Background technology
The important source material of 2 cyano pyrazine production for treating tuberculosis drug pyrazinamide.Therefore how efficiently Synthetic 2-cyanopyrazine receives people's huge concern.Synthetic more existing bibliographical informations of 2 cyano pyrazine have been reported the research of special catalyst catalysis 2-methylpyrazine prepared by ammoxidation 2 cyano pyrazine such as document " fine chemistry industry ".Document Applied Catalsis, 1986, cyclization dehydration dehydrogenation under catalyst action is 2 monomethyl pyrazines to the 20:219-222 report with quadrol and propylene glycol earlier, the High Temperature High Pressure catalytic ammoxidation is 2 one cyanopyrazines again.Document CN1398855 has reported that by adopting with 2-methylpyrazine, ammonia and oxygen be raw material, in temperature of reaction is 300~500 ℃, in the gauge pressure reaction pressure is under-0.05~0.05MPa condition, and raw material is by with vanadium, chromium catalyst system and non-imposed interpolation phosphorus and be selected from basic metal or the technical scheme of the fluid catalyst bed that alkaline-earth metal is formed is used for the industrial production of 2 cyano pyrazine.Document CN1408711 has reported the catalyzer that a kind of 2-methylpyrazine Synthetic 2-cyanopyrazine uses, and this catalyzer adopts metavanadic acid ammonia, Vanadium Pentoxide in FLAKES, and ammonium molybdate, phosphoric acid are through flooding the loaded catalyst of preparation system.Document CN1429820 has reported that a kind of oxidation proceses of ammonia prepares the method and the special-purpose catalyst of 2 cyano pyrazine, it is to be Primary Catalysts with vanadium, titanium, and phosphorus, iron, nickel, cobalt, bismuth, manganese, chromium, molybdenum, copper, zinc, tin, boron, potassium, lithium, magnesium etc. are the multicomponent catalyst of promotor.Above-mentioned these synthesis technique Preparation of Catalyst complexity, reaction process is long cycle time, the condition harshness, or have many experimentations to relate to variety of problems such as high-temperature and high-pressure conditions, low-yield, aftertreatment complexity.Thereby under the condition of gentleness, the synthesis technique that solves 2 cyano pyrazine efficiently is very important and urgent.
Summary of the invention
The synthetic method that the purpose of this invention is to provide a kind of anti-tuberculosis drugs pyrazinoic acid amide intermediate 2 cyano pyrazine.
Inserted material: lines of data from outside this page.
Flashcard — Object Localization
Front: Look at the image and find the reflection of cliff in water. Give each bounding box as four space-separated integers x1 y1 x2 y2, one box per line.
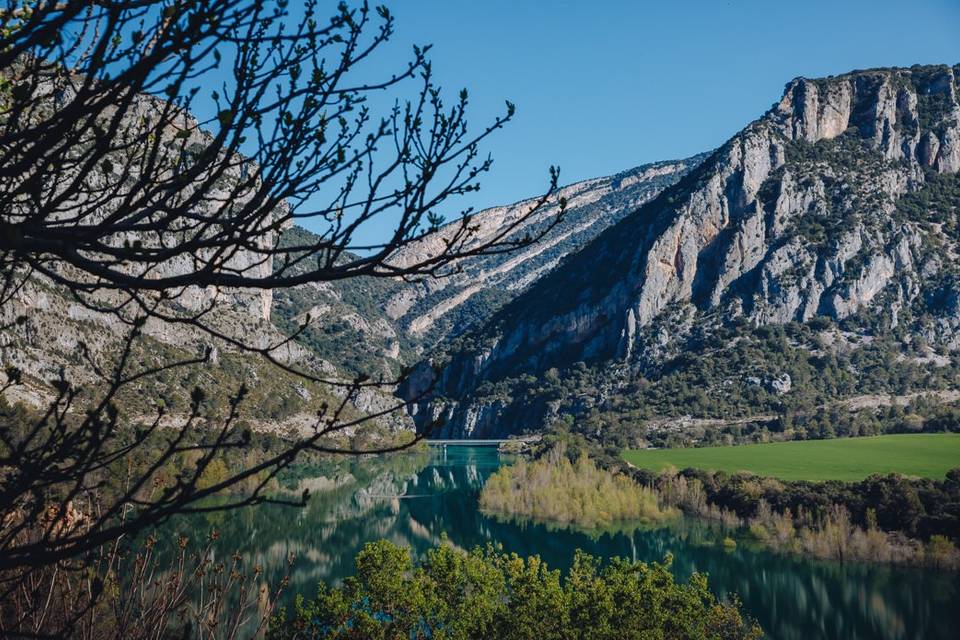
163 448 960 640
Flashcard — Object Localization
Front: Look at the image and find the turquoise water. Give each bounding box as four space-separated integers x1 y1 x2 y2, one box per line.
165 447 960 640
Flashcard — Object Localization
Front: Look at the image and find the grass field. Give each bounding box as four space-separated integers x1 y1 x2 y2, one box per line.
623 433 960 481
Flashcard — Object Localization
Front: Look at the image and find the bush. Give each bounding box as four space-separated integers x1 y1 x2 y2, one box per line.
268 541 761 640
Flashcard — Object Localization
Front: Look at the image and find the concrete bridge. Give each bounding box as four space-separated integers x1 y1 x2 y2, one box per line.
426 438 509 447
425 435 540 447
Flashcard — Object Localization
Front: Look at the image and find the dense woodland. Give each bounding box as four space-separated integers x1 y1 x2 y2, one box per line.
268 541 762 640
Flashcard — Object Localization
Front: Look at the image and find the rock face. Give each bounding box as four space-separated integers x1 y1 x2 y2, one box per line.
274 155 706 374
404 66 960 436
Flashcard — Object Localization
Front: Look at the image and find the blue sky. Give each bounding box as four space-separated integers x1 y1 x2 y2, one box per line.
374 0 960 215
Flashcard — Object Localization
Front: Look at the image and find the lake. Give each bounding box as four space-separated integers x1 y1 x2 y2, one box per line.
165 447 960 640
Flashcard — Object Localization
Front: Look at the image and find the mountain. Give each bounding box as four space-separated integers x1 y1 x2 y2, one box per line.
272 155 705 377
0 65 702 428
402 65 960 437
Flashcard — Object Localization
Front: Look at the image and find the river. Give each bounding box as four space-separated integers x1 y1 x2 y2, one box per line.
163 447 960 640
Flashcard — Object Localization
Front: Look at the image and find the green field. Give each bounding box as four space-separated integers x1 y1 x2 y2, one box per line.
623 433 960 481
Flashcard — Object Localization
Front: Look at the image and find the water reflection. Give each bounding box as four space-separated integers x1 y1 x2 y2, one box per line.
159 447 960 640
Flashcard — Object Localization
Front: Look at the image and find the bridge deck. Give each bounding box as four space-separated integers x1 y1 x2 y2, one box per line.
426 439 508 447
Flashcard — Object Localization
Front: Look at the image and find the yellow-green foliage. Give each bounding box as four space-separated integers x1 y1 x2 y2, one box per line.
480 452 674 529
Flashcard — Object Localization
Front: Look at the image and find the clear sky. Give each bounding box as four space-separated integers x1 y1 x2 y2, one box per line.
368 0 960 218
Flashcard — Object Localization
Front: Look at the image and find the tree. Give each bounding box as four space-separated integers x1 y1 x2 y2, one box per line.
0 0 565 624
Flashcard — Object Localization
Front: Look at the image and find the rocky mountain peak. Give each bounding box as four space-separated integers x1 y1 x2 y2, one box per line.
408 65 960 440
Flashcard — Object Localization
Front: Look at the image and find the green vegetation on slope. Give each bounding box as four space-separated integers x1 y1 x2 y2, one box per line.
480 447 671 529
267 540 761 640
623 433 960 481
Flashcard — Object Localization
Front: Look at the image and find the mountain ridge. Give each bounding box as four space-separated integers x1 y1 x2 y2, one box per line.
404 65 960 436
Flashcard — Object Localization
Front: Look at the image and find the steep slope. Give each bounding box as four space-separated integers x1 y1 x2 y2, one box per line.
273 156 705 374
404 66 960 436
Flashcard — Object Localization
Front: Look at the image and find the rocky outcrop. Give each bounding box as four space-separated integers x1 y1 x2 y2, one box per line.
274 156 704 377
411 66 960 434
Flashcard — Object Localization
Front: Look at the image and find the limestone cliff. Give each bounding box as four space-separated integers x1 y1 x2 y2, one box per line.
405 66 960 435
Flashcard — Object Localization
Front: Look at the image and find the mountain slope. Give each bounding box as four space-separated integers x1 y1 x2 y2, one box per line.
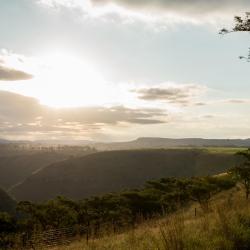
0 153 66 189
0 188 16 212
11 150 236 201
93 137 250 150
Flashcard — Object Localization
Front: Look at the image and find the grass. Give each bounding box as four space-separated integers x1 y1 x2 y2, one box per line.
47 187 250 250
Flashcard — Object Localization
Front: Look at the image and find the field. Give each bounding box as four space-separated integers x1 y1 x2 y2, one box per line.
53 187 250 250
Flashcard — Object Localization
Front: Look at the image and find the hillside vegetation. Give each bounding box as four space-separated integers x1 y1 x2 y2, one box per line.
52 187 250 250
0 175 235 249
0 144 96 190
0 188 16 213
11 149 236 201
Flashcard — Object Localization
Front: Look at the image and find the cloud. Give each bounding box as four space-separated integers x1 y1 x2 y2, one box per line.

It is to be reaction solvent with the alkylbenzene; with cuprous iodide; potassiumiodide and N; N '-dimethyl-ethylenediamine is a combination catalyst; 2-bromo-pyrazine and sodium cyanide reacted 20~48 hours at 100~150 ℃ under nitrogen protection; subsequent filtration; the filtrate decompression fractionation obtains 2 cyano pyrazine; the molar equivalent ratio of 2-bromo-pyrazine and sodium cyanide is 1: 1.0~2.0; the consumption of cuprous iodide is 5~30% molar equivalents of 2-bromo-pyrazine; the consumption of potassiumiodide is 1.5~3 molar equivalents of cuprous iodide; N, the consumption of N '-dimethyl-ethylenediamine are 1~1.5 molar equivalent of 2-bromo-pyrazine, and reaction formula is:
Described reaction solvent alkylbenzene is toluene, ethylbenzene or dimethylbenzene.
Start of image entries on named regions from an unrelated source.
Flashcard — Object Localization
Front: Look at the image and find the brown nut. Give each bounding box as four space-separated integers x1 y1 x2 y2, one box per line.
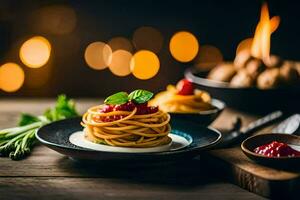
233 50 252 69
257 68 280 89
230 69 254 88
207 63 236 82
280 61 299 84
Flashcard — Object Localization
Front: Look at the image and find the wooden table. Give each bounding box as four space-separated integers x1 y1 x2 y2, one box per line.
0 99 263 200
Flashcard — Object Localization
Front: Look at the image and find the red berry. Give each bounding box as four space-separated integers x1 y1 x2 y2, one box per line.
114 102 135 111
100 105 114 113
148 106 158 114
176 79 194 95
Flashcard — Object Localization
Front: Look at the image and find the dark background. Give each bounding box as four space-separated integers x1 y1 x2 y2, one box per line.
0 0 300 97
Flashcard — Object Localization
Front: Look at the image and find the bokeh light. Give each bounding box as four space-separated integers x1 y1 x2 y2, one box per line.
130 50 160 80
107 37 133 52
24 65 53 89
30 5 77 35
132 26 164 53
236 38 253 55
0 63 25 92
20 36 51 68
108 50 132 76
84 42 112 70
169 31 199 62
195 45 223 69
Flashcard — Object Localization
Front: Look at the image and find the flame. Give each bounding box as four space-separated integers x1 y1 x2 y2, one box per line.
251 3 280 62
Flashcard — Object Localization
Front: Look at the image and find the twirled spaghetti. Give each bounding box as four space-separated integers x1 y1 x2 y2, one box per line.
81 105 171 148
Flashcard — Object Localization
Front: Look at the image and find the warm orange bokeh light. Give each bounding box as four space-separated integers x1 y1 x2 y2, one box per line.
108 50 132 76
20 36 51 68
132 26 164 53
169 31 199 62
251 3 280 62
0 63 25 92
84 42 112 70
107 37 133 52
195 45 223 69
236 38 253 55
130 50 160 80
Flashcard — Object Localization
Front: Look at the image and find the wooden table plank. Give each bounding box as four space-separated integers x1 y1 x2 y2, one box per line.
0 178 263 200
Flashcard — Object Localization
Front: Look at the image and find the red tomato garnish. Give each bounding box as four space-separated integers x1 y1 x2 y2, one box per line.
176 79 194 95
254 141 300 157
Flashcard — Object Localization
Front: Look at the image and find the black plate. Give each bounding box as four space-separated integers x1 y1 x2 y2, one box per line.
185 68 300 114
36 117 221 162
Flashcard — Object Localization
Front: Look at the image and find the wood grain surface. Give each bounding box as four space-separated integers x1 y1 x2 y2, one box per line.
0 99 290 200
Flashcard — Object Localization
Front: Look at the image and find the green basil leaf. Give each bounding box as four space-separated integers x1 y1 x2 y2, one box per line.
104 92 128 105
128 90 153 104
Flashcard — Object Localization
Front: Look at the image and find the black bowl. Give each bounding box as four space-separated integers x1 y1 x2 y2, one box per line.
241 133 300 167
169 99 226 126
185 68 300 114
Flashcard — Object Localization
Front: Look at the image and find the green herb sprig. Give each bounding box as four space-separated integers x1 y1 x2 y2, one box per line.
0 95 78 160
104 90 153 105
Reaction times is preferably 20~36 hours.Temperature of reaction is preferably 100~130 ℃.The molar equivalent ratio of 2-bromo-pyrazine and sodium cyanide is preferably 1: 1.0~and 1.5; The consumption of cuprous iodide is preferably 5~20% molar equivalents of 2-bromo-pyrazine; The consumption of potassiumiodide is preferably 1.5~2.5 molar equivalents of cuprous iodide; N, the consumption of N '-dimethyl-ethylenediamine are preferably 1~1.2 molar equivalent of 2-bromo-pyrazine.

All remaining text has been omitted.